The sucker who buys the car with the new paint job and wound-back-speedo and believes the line of "one-owner, only driven to Church by a little old-lady" will also buy MT's sales pitch.
MT said his FTTN solution:
- would be one quarter the cost ($15B "though we haven't quantified the precise amount yet" vs $50B and "a lot more than that if they are allowed to complete it"),
- could be rolled out much cheaper and faster,
- that "the network could be upgraded incrementally",
- that a new technology, a software upgrade, "vectoring" could "double speeds from 50Mbps to 100Mbps" and
- if any subscribers ever wanted to upgrade to fibre, then they could just have a fibre run from the node to their house.
MT also says the government is committed to paying around "$50B"to Telstra over the whole project, but that is a Net Present Value (NPV) of "$11B". This is facile and disingenuous in the extreme. I find this a most deceptive statement from someone who knows much, much better than this. As an ex-merchant banker and high-end investor MT knows NPV is used exactly so that "Apples and Apples" comparisons can be made. Nobody uses raw dollar amounts for anything other than projected cash-flow.
The interviewer quizzed him on the German FTTN rollout with nodes 400 meters from premises. MT admitted there was a distance-speed relationship but didn't commit to a distance, though a casual listener may've thought that the Coalition plan was for a "400m rule".
- all Australians will get access to "very fast broadband",
- it will be delivered sooner than the full-fibre NBN, and
- it will be cheaper, in the sense that it will cost taxpayers less,
- and be more affordably for consumers.
- By using a mix of technologies, including "Fibre to the Node/Cabinet" (implied as a new network) reusing existing services where possible,
- saving the massive civil construction costs, the bulk of which is labor costs, of taking fibre into every home (not premise).
- "some wireless and some satellite".
- Broadband upgrade will be prioritised in the areas of greatest need, vs overbuilding areas which have very good broadband now.
- Says cable delivers 100Mbps now, ignoring low-throughput from congestion & well documented unusable latency problems on shared media.
If there is no public out-cry for faster broadband speeds, why is delivering a faster network sooner an issue or attractive? This is an essential contradiction in his statements.
MT conflates NBN with a domestic-only network, this is exactly wrong. The chief economic driver for the NBN is business productivity and increasing global reach and competitiveness.

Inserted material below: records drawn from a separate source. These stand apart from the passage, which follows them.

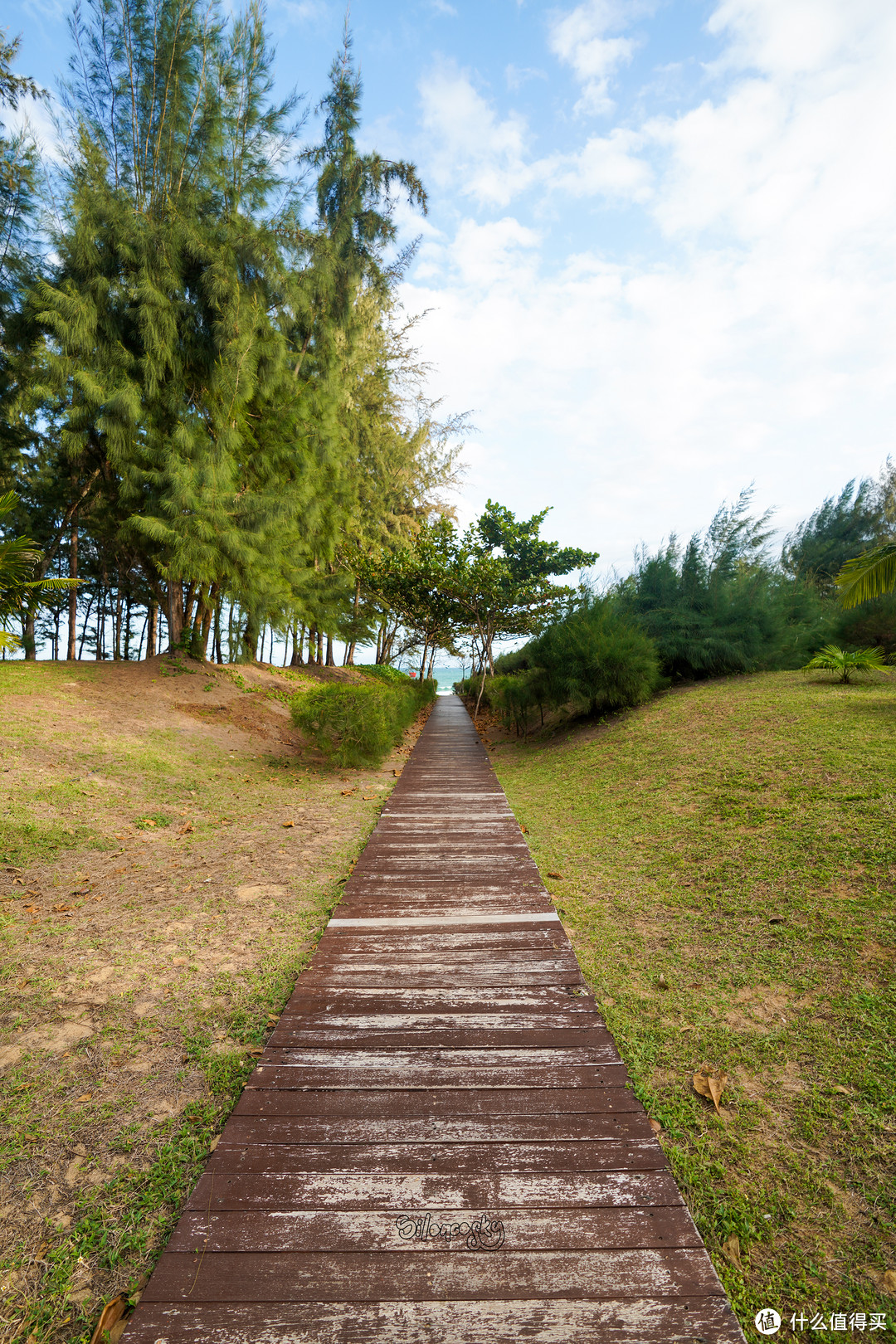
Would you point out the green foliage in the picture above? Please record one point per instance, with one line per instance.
(719, 608)
(868, 576)
(846, 663)
(384, 672)
(359, 724)
(596, 660)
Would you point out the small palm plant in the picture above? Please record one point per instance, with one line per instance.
(848, 663)
(17, 561)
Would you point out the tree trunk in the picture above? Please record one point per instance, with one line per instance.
(152, 633)
(28, 641)
(73, 590)
(219, 605)
(84, 629)
(299, 644)
(175, 613)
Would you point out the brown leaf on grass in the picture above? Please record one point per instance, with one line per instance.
(709, 1085)
(731, 1250)
(113, 1316)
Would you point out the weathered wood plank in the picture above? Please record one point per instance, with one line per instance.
(429, 1071)
(258, 1190)
(368, 1103)
(457, 1129)
(564, 1157)
(412, 1230)
(611, 1322)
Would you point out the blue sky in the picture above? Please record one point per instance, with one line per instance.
(659, 261)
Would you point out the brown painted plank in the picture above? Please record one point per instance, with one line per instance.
(367, 1103)
(222, 1190)
(431, 1129)
(388, 1075)
(571, 1157)
(611, 1322)
(412, 1229)
(371, 1276)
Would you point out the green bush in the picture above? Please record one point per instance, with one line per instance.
(383, 672)
(359, 724)
(594, 660)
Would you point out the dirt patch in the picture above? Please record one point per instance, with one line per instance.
(168, 867)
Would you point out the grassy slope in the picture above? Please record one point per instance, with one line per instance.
(739, 840)
(160, 973)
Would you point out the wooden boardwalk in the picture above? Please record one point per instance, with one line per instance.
(438, 1142)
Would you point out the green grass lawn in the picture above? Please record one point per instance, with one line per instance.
(724, 862)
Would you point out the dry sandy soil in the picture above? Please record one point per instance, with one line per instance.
(169, 851)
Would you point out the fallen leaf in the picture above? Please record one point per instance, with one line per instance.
(709, 1085)
(114, 1313)
(731, 1250)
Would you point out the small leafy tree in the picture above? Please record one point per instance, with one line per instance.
(846, 663)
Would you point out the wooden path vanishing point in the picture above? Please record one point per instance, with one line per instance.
(438, 1144)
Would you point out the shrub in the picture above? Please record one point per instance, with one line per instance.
(383, 672)
(594, 660)
(359, 724)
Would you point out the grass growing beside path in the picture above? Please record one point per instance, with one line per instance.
(724, 862)
(168, 856)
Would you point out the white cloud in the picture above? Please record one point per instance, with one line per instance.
(585, 39)
(469, 147)
(758, 340)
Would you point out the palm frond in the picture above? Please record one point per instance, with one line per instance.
(871, 574)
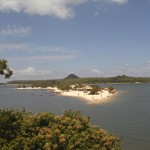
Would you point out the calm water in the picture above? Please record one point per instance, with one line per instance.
(126, 115)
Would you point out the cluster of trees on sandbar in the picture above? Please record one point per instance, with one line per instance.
(21, 130)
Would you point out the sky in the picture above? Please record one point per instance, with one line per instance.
(50, 39)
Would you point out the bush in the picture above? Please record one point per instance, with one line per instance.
(21, 130)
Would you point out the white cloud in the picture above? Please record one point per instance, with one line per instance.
(62, 9)
(31, 47)
(96, 71)
(43, 58)
(15, 31)
(59, 8)
(31, 72)
(118, 1)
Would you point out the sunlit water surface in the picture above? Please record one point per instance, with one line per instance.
(126, 115)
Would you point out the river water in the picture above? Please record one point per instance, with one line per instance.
(126, 115)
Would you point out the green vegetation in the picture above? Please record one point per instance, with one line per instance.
(60, 83)
(4, 69)
(20, 130)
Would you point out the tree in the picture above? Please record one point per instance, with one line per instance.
(47, 131)
(4, 69)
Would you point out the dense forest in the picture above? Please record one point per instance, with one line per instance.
(64, 82)
(21, 130)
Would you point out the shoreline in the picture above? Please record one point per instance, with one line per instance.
(101, 96)
(91, 99)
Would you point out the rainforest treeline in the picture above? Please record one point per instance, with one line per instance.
(98, 80)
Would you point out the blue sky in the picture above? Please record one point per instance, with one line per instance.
(49, 39)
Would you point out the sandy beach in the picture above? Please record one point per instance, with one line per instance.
(90, 98)
(99, 97)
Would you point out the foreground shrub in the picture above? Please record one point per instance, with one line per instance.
(20, 130)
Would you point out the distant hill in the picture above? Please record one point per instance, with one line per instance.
(71, 76)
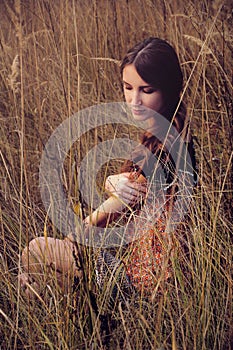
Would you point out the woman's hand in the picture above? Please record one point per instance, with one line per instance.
(128, 187)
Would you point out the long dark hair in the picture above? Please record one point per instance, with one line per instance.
(157, 64)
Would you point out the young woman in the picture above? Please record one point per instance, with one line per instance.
(152, 82)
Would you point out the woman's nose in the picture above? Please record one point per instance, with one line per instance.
(136, 98)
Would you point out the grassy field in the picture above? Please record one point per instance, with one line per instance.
(58, 57)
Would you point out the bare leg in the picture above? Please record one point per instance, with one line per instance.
(48, 260)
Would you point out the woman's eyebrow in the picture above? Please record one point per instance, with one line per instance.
(142, 86)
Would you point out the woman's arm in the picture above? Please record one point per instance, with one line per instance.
(127, 191)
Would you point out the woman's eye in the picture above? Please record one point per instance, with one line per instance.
(149, 90)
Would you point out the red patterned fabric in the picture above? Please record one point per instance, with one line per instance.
(148, 257)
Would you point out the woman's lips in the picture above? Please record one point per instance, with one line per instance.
(138, 111)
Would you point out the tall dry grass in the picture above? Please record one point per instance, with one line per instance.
(59, 57)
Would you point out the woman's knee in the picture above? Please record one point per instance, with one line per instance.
(33, 255)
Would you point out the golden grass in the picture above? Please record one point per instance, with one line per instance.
(59, 57)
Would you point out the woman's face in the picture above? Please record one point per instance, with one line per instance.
(141, 96)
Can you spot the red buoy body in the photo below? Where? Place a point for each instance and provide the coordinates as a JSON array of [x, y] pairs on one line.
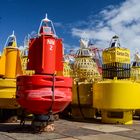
[[44, 92], [34, 93]]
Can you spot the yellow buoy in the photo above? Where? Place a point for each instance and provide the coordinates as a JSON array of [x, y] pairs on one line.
[[117, 97], [10, 64]]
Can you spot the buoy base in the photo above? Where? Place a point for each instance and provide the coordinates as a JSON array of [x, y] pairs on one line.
[[117, 117], [43, 123]]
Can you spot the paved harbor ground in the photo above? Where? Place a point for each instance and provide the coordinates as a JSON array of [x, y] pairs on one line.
[[72, 130]]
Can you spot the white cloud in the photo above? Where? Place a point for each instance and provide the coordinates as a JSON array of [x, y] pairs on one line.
[[68, 48], [122, 20]]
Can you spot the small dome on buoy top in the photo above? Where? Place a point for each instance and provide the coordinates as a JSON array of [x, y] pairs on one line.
[[11, 41], [115, 42], [46, 27]]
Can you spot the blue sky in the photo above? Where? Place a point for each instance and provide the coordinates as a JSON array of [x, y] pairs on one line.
[[98, 20]]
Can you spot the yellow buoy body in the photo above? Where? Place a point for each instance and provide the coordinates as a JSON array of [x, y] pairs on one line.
[[116, 96], [84, 105], [10, 67], [7, 94], [13, 64]]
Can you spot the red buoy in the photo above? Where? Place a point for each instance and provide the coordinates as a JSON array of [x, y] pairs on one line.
[[44, 92]]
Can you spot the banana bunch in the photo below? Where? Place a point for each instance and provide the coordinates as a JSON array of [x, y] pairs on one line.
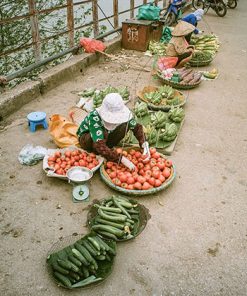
[[211, 74], [151, 134], [169, 133], [141, 109], [159, 119], [176, 114]]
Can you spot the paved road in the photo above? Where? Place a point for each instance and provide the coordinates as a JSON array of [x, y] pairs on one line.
[[195, 242]]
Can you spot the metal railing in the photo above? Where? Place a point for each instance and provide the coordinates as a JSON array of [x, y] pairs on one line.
[[70, 6]]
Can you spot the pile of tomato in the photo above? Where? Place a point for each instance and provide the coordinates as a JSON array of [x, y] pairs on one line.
[[61, 162], [148, 173]]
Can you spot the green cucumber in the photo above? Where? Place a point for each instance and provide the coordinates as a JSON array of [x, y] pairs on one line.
[[62, 279], [80, 257], [64, 264], [121, 208], [94, 243], [108, 235], [60, 269], [103, 221], [90, 280], [110, 217], [84, 252], [90, 248], [74, 260], [110, 229]]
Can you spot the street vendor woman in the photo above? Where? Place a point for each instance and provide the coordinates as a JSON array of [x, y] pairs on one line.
[[178, 45], [106, 126]]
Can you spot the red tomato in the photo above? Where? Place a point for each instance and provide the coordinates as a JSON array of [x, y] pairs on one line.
[[57, 154], [52, 158], [156, 174], [138, 154], [67, 153], [151, 181], [152, 150], [146, 186], [161, 165], [58, 160], [109, 164], [138, 185], [157, 183], [155, 155], [132, 152], [168, 163], [166, 172], [82, 162], [141, 179], [142, 172], [113, 175], [162, 178], [140, 165], [130, 180], [117, 182]]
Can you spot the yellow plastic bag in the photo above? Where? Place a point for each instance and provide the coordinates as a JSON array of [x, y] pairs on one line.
[[63, 131]]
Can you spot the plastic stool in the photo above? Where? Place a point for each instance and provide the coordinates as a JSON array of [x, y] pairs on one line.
[[35, 119]]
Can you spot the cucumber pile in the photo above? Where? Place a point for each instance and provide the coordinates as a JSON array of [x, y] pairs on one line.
[[82, 263], [117, 218]]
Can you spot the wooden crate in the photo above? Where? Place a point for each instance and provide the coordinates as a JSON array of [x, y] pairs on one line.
[[136, 34]]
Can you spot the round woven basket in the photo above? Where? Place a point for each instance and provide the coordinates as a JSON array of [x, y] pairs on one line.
[[137, 193], [176, 84], [144, 216], [104, 270], [151, 106]]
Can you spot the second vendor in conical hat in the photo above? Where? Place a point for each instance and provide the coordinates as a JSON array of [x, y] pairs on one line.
[[178, 45]]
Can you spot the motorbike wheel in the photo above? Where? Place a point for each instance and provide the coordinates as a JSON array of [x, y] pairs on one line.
[[221, 8], [232, 4], [170, 19], [197, 4]]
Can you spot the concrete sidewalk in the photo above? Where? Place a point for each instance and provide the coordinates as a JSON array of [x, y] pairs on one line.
[[195, 243]]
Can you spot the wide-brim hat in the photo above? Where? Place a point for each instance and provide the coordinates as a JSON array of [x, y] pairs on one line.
[[183, 29], [113, 109]]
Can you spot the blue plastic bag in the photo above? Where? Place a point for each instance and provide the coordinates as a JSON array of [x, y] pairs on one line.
[[149, 12]]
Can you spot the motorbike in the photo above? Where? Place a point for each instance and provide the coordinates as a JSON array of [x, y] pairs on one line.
[[217, 5], [173, 12], [232, 4]]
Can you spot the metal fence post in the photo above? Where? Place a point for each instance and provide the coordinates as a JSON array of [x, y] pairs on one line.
[[70, 22], [132, 7], [35, 29], [95, 18], [115, 12]]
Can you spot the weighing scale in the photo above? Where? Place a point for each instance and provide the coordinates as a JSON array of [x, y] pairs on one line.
[[78, 176]]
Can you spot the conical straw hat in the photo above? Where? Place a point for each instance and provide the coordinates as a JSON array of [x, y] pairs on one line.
[[182, 29]]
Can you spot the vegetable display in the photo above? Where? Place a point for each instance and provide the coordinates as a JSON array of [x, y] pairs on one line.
[[147, 175], [176, 114], [61, 161], [116, 218], [99, 95], [141, 109], [82, 263]]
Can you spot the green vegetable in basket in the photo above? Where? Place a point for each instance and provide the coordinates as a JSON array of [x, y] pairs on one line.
[[169, 133], [176, 114], [159, 119], [174, 101], [141, 109]]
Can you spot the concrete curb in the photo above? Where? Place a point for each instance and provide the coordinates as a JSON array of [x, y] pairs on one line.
[[14, 99]]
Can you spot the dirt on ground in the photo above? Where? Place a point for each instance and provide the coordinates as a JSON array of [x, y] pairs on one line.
[[195, 242]]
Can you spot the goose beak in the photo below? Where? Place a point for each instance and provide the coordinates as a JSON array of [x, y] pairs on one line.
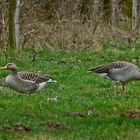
[[3, 68], [51, 81]]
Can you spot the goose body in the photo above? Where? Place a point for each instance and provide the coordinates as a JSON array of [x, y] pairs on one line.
[[119, 71], [25, 81]]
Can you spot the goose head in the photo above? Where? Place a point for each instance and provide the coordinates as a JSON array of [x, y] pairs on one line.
[[10, 66]]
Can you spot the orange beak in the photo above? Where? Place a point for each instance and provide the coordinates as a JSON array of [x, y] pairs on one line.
[[3, 68]]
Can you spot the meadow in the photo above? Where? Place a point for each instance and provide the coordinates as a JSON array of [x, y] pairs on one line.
[[79, 106]]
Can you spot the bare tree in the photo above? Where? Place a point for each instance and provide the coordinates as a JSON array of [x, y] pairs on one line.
[[14, 7]]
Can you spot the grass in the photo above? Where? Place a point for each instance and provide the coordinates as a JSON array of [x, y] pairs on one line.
[[77, 90]]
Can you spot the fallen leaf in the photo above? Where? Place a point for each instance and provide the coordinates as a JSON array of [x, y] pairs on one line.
[[76, 114], [18, 127]]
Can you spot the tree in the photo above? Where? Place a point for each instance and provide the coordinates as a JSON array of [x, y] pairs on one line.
[[14, 7]]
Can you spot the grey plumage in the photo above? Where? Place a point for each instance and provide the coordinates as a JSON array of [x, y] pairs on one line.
[[119, 71], [25, 81]]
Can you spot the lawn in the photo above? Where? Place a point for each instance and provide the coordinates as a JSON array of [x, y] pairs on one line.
[[49, 113]]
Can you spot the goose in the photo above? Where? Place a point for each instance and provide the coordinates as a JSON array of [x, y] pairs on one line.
[[118, 72], [25, 81]]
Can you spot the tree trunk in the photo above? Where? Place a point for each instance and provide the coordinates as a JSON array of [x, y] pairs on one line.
[[16, 24], [97, 7], [14, 6], [134, 16]]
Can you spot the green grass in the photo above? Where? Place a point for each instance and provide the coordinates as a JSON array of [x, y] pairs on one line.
[[77, 90]]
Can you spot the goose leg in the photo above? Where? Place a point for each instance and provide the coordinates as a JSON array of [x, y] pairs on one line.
[[124, 87], [115, 89]]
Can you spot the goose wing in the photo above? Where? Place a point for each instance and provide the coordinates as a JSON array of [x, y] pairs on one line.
[[35, 77]]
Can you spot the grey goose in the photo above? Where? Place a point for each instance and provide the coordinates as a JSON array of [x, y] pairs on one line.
[[25, 81], [118, 72]]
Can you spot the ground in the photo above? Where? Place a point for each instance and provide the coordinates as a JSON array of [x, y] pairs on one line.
[[79, 106]]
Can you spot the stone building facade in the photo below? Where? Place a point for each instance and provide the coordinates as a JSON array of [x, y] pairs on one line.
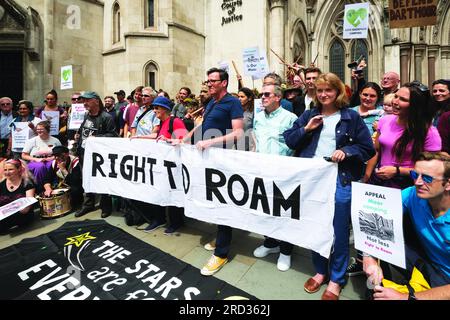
[[120, 44]]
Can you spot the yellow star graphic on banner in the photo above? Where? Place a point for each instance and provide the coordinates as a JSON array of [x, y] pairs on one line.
[[78, 240]]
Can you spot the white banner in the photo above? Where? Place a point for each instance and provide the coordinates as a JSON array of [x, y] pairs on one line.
[[20, 134], [377, 218], [15, 206], [53, 118], [286, 198], [356, 21], [77, 114]]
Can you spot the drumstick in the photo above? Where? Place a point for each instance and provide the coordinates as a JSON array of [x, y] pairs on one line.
[[196, 111]]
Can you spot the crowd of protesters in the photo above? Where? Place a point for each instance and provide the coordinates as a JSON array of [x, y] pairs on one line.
[[386, 135]]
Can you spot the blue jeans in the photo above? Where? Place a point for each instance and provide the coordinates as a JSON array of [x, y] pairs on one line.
[[223, 241], [336, 265]]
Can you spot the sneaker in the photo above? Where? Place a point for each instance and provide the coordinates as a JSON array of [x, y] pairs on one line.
[[284, 262], [171, 230], [210, 246], [355, 268], [263, 251], [154, 225], [214, 264]]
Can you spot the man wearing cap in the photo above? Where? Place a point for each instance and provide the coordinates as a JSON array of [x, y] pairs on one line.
[[97, 123], [65, 170], [131, 110], [120, 106], [145, 123], [170, 127]]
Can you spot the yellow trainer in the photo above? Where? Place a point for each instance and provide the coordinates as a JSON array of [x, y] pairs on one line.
[[214, 264], [210, 246]]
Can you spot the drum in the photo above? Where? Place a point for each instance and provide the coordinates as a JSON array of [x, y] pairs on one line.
[[57, 205]]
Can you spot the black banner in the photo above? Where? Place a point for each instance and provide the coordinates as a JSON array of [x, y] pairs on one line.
[[92, 260]]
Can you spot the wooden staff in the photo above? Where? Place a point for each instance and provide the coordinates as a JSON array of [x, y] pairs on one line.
[[241, 83], [281, 59], [313, 64]]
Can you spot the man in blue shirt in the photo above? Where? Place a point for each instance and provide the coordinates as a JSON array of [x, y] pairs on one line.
[[6, 117], [268, 129], [223, 124], [427, 206]]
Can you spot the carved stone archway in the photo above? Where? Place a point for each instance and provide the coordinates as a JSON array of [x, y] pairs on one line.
[[21, 41]]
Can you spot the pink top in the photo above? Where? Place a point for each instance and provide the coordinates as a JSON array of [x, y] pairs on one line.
[[390, 132], [131, 111], [179, 129]]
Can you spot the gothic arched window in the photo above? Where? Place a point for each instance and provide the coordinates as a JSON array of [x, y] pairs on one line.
[[337, 59], [151, 75], [116, 23], [359, 48]]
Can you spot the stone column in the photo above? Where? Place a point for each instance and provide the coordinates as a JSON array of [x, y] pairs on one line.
[[444, 68], [48, 22], [433, 51], [405, 52], [419, 51], [276, 35]]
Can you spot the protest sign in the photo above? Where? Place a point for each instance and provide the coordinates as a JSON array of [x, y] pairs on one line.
[[53, 118], [15, 206], [356, 21], [78, 111]]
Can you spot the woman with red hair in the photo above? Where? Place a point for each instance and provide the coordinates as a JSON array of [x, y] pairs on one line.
[[16, 185]]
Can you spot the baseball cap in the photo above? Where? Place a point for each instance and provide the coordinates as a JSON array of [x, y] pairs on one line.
[[162, 102], [90, 95], [59, 150], [121, 92]]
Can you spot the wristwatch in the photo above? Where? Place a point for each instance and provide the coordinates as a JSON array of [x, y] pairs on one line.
[[411, 296]]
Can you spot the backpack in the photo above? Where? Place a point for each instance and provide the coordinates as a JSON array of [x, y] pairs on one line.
[[131, 216]]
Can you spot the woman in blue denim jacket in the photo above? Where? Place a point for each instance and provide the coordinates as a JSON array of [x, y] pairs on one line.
[[331, 130]]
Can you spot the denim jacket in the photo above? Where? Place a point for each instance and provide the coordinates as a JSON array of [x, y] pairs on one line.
[[352, 137]]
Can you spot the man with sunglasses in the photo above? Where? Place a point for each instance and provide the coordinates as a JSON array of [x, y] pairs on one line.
[[145, 122], [6, 118], [65, 170], [131, 110], [426, 206], [222, 126], [76, 99]]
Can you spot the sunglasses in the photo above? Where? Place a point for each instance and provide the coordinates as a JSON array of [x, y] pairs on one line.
[[420, 86], [425, 177]]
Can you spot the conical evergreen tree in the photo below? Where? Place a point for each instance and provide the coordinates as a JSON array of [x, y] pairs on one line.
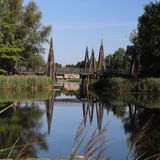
[[86, 61]]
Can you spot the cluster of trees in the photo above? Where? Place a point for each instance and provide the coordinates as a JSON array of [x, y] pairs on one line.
[[118, 61], [145, 49], [21, 35], [142, 57]]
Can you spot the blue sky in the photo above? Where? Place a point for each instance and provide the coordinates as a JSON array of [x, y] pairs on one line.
[[77, 23]]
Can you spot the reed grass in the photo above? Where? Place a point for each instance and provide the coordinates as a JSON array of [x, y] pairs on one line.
[[11, 96], [25, 82], [147, 85]]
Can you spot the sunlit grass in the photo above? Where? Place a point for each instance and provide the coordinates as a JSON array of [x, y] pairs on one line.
[[146, 85], [25, 82]]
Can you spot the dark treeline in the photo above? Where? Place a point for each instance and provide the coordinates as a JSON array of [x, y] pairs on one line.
[[21, 36], [142, 57]]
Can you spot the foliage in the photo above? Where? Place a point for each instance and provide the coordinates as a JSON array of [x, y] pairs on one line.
[[118, 61], [148, 85], [24, 82], [21, 34], [8, 96], [145, 48]]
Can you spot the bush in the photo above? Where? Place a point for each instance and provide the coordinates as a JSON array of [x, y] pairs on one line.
[[148, 85], [24, 82]]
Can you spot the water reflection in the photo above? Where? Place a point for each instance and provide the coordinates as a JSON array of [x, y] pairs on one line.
[[38, 121], [23, 122]]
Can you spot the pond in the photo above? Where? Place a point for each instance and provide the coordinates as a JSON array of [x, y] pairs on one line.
[[44, 125]]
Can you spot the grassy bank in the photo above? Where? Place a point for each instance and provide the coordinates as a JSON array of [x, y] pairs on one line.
[[7, 96], [20, 83], [147, 86], [74, 80]]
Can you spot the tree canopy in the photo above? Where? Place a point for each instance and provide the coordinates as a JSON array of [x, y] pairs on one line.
[[149, 39], [118, 60], [21, 34]]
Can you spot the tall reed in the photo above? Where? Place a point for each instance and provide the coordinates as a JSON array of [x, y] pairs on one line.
[[24, 82]]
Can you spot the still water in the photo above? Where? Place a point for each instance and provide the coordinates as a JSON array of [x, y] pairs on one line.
[[44, 125]]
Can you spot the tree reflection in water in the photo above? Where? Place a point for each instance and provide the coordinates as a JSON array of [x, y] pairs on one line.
[[23, 121]]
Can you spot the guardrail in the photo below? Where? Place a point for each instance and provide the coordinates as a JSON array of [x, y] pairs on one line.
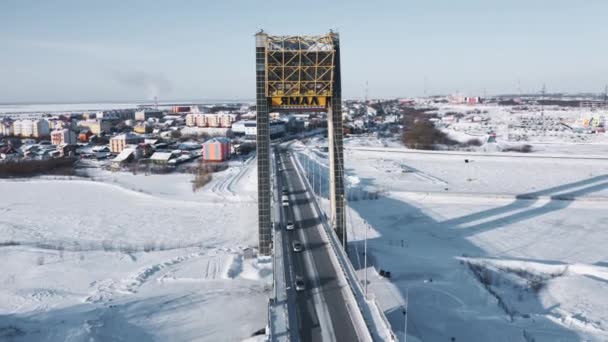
[[375, 321]]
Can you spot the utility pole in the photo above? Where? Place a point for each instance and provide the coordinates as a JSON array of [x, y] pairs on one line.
[[407, 290], [365, 257], [543, 91]]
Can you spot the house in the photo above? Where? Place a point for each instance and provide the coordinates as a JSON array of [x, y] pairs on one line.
[[161, 157], [63, 136], [145, 114], [96, 126], [84, 135], [216, 149], [119, 142]]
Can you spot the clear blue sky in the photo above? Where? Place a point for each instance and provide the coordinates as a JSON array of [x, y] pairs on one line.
[[130, 50]]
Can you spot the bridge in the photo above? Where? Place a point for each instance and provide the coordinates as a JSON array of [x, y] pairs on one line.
[[317, 295]]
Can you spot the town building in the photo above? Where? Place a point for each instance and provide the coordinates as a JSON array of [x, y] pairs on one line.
[[31, 128], [216, 149], [119, 142], [145, 114], [96, 126], [249, 128], [142, 128], [224, 120], [84, 135], [119, 114], [63, 136], [6, 129]]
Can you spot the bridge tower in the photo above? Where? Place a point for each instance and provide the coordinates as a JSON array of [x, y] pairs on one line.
[[299, 74]]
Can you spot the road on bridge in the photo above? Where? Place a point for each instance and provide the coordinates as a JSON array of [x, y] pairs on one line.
[[323, 312]]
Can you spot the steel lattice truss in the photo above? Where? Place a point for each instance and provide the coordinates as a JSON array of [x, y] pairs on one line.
[[299, 65]]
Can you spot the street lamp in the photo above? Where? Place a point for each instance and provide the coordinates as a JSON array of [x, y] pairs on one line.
[[365, 258], [404, 311]]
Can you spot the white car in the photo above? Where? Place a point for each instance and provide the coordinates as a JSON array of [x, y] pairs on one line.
[[297, 246], [289, 225], [299, 283]]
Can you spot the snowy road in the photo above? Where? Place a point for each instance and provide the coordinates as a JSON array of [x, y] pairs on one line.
[[323, 314]]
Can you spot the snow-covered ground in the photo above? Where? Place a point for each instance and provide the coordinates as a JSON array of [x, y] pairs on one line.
[[127, 257], [506, 247]]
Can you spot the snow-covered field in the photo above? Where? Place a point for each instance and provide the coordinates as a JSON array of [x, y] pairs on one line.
[[506, 247], [128, 257]]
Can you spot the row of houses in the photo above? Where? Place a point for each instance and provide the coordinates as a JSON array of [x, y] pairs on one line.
[[25, 128], [210, 120]]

All this was known in late 2008 when the Rudd/Conroy independent Expert Group, not the government, evaluated the "Fibre to the Node" tender responses. None were economically viable. Technology and raw demand has evolved in the last 4 years: what was a bad idea then is now a worse idea and getting worse every day.
This is NOT theoretical, we have a perfect large-scale experiment in the economics and desirability of both FTTN and HFC broadband: TransACT.
They covered 50,000 houses in the ACT and provided cheaper phone services (free on-net local calls!) but failed in the market place against ADSL direct-to-exchange and 3G/4G wireless.
Then they purchased regional HFC networks, and similarly, didn't make them pay.
iiNet acquired them for 25% of their initial asset value: probably a realistic valuation.
Turnbull knows all this. He's just a Used Car salesman trying to pull the wool over the eyes of naive buyers saying "you don't want an expensive new car when this old one is just as shiny!" yeah, right.